A leading travel industry lawyer believes the government’s flight-plus regulations will bring airlines into the Atol scheme despite Department for Transport (DfT) insistence that this requires primary legislation by Parliament.


Peter Stewart, a partner at Field Fisher Waterhouse, drops this bombshell in an editorial in the September issue of Travel Law Quarterly, published today. He describes the view that the Atol scheme can be extended solely by primary legislation as a “fallacy” and insists “flight-plus, surprisingly and inadvertently, does include airlines”.


Stewart writes: “There is no regulation which specifically states . . . that operators of an aircraft are excluded from the Flight-Plus provisions. It may be that the architects of Flight-Plus believe airlines are excluded . . . [However] it is incontrovertible that airlines fall within flight-plus.”


Stewart is a leading expert on Atol having successfully represented Abta in legal cases against the CAA’s implementation of the protection and Travel Republic when it faced criminal proceedings for alleged breaches of the law. An extract from his argument has been published on travelweekly.co.uk today (September 13), along with a link to the full article.

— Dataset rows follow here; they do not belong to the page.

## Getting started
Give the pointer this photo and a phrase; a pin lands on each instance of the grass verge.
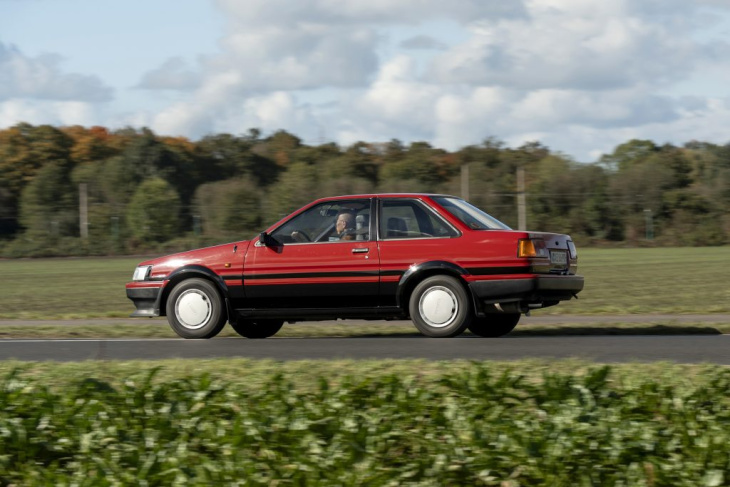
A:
(237, 422)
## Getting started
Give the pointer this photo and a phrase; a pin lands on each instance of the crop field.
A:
(618, 281)
(240, 422)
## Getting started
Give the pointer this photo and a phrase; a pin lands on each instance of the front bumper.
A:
(146, 299)
(533, 289)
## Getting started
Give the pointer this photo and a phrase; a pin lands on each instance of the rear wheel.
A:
(257, 328)
(440, 307)
(195, 309)
(494, 325)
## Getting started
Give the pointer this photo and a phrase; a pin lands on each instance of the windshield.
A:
(469, 214)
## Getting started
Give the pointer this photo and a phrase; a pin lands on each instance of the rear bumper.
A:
(533, 289)
(145, 299)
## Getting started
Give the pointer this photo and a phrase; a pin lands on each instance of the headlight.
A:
(141, 273)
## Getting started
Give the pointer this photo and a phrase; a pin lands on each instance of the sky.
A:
(579, 76)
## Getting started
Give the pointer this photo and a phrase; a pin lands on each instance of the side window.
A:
(407, 218)
(333, 221)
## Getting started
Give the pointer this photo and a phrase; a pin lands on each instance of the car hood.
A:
(210, 257)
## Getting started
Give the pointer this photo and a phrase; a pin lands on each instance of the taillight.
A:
(573, 250)
(531, 247)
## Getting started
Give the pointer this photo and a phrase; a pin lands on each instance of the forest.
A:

If Stewart is right, the DfT faces a choice between changing the draft regulations – and delaying implementation – or risking a legal challenge. He told Travel Weekly: “Airlines are subject to flight-plus. The draft regulations do include airlines. If an airline sells a flight-plus holiday, the carrier will be responsible to the customer.


“The draft regulation document does not exclude airlines from the definition of a flight-plus arranger. If the DfT wants to exclude them it would have to say ‘an airline is not a flight-plus arranger’.”


He added: “Nobody has raised this before. The government has several options. It can choose to ignore this, it can take the view that I’m wrong, or it can amend the regulations.”


A change to the regulations at this stage would leave the consultation on reform – due to end on Thursday – open to challenge on the grounds of not being “genuine”. The only way to avoid that would be to hold a fresh consultation, pushing back the flight-plus start date.


Stewart said: “I suspect the DfT and Civil Aviation Authority believe the draft regulations do not cover airlines. I think that is a mistake. They may believe airlines cannot be included in flight-plus because that would be ultra vires [beyond the authority of the regulations]. I’m not convinced that is correct. It is debatable whether a carrier could seek to avoid a claim on those grounds.”


Vantage professor of travel law David Grant, who publishes the Travel Law Quarterly, said: “The repercussions are staggering. For years, tour operators have wanted airlines brought within the Atol provisions. If Peter Stewart is right, we have all been guilty of thinking primary legislation was needed when it wasn’t.”